L’erede, recensione

L’agiato Bruno (Alessandro Roja), di professione radiologo alla morte del padre eminente neurologo eredita una villa nel marchigiano e con la sua compagna decide di farvi una capatina per controllare lo stato dell’immobile e nel caso pianificarne una ristrutturazione, onde aumentarne il valore nel momento in cui, cosa piuttosto probabile vista la location sperduta, decidesse di venderla. Bruno giunto sul posto scopre che in realtà la villa non versa in condizioni così drammatiche come si pensava, anzi sembra che qualcuno nel frattempo se ne sia preso cura.
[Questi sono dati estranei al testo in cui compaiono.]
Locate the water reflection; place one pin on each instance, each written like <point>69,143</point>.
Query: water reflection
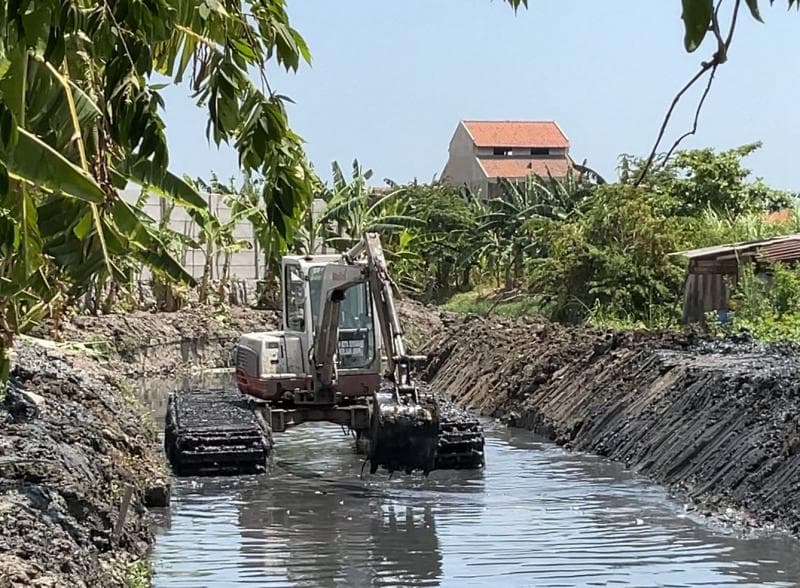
<point>537,516</point>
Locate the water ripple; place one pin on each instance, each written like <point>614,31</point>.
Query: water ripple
<point>537,516</point>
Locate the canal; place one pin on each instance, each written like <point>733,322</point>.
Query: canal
<point>536,516</point>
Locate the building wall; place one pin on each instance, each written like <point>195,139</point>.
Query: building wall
<point>247,264</point>
<point>462,165</point>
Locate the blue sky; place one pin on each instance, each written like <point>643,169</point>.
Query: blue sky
<point>390,80</point>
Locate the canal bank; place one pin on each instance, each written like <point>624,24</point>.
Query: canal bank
<point>715,421</point>
<point>80,461</point>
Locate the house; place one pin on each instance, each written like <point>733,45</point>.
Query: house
<point>483,152</point>
<point>711,271</point>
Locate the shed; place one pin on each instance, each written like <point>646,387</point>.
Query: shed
<point>711,269</point>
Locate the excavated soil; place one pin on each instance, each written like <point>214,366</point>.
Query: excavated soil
<point>716,421</point>
<point>72,441</point>
<point>71,444</point>
<point>142,343</point>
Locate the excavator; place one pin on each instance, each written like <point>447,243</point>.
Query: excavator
<point>340,358</point>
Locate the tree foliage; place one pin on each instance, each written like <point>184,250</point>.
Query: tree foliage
<point>81,117</point>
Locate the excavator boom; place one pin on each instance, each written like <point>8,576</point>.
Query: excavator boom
<point>341,357</point>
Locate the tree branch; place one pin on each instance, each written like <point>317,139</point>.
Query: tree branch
<point>707,67</point>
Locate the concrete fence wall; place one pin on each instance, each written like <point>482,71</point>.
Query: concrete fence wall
<point>247,264</point>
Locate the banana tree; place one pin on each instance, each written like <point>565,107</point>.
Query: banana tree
<point>513,219</point>
<point>80,118</point>
<point>355,208</point>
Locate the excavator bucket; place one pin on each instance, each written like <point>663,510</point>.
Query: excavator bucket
<point>403,436</point>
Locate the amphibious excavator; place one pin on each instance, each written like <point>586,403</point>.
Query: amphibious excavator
<point>341,358</point>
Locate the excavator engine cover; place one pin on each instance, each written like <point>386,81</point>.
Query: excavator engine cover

Bruno scoprirà che tutti i piccoli lavori di manuntezione dell’edificio sono stati effettuati dalla confinante famiglia Santucci, composta dall’eccentrica signora Paola (Guia Jelo), che sembra conoscere molto bene il padre di Bruno, suo figlio Giovanni (Davide Lorino), una sorta di energumeno ben poco loquace e spesso soggetto ad attacchi di rabbia incotrollata di cui ne fa spesso le spese la  più giovane della famiglia, l’inquieta Angela (Tresy Taddei).

I rapporti tra Bruno e i Santucci all’inizio sono piuttosto cordiali, anche se Bruno percepisce che in quello strambo nucleo famigliare c’è qualcosa che non va, poi quando Paola supportata dal figlio accamperà diritti sulla casa ereditata, Bruno scoprirà la follia che si cela dietro le mura di casa Santucci, pagandone tutte le violente conseguenze del caso.

Dopo la piacevole sorpresa del suggestivo La misura del confine di Andrea Papini ecco un altro film che di low-budget fa decisamente virtù, riuscendo a sfruttare appieno bucoliche location di rara ed inquietante bellezza ed un cast in gran forma che scandisce con performance oltremodo partecipate una tensione creata ad arte dal regista esordiente Michael Zampino, piuttosto abile a confezionare un insolito e godibile thriller a sfondo famigliare, occhio all’intensa Guia Jelo e alla bravura di Alessandro Roja nel far dimenticare dopo solo qualche minuto di visione il suo Dandi del Romanzo Criminale televisivo, un ruolo fortemente caratterizzante da cui non era così semplice distaccarsi.

L’erede potrebbe sembrare a prima vista il consueto conflitto tra classi, ricchi contro poveri con tutto il carico di frustrazione che ne deriva, in realtà a noi le atmosfere malsane respirate in casa Santucci e le location isolate hanno ricordato tutto quel filone thriller-horror americano e anche francese, vedi il recente Calvaire, che prendendo spunto da classici come Un tranquillo week-end di paura, raccontano una lenta e inesorabile discesa nella follia, efficacemente amplificata dall’isolamento e da un certo microcosmo rurale ricco di rimandi a drammatiche pagine di cronaca nera, in questo caso quante tragedie hanno figliato faide per eredità e confini violati?

Note di produzione: il film oltre a fruire dei sostegni del governo ha ricevuto anche il supporto della Regione Marche-Marche Film Commission, il regista italo-francese è laureato in economia ed ha studiato cinema alla New York University.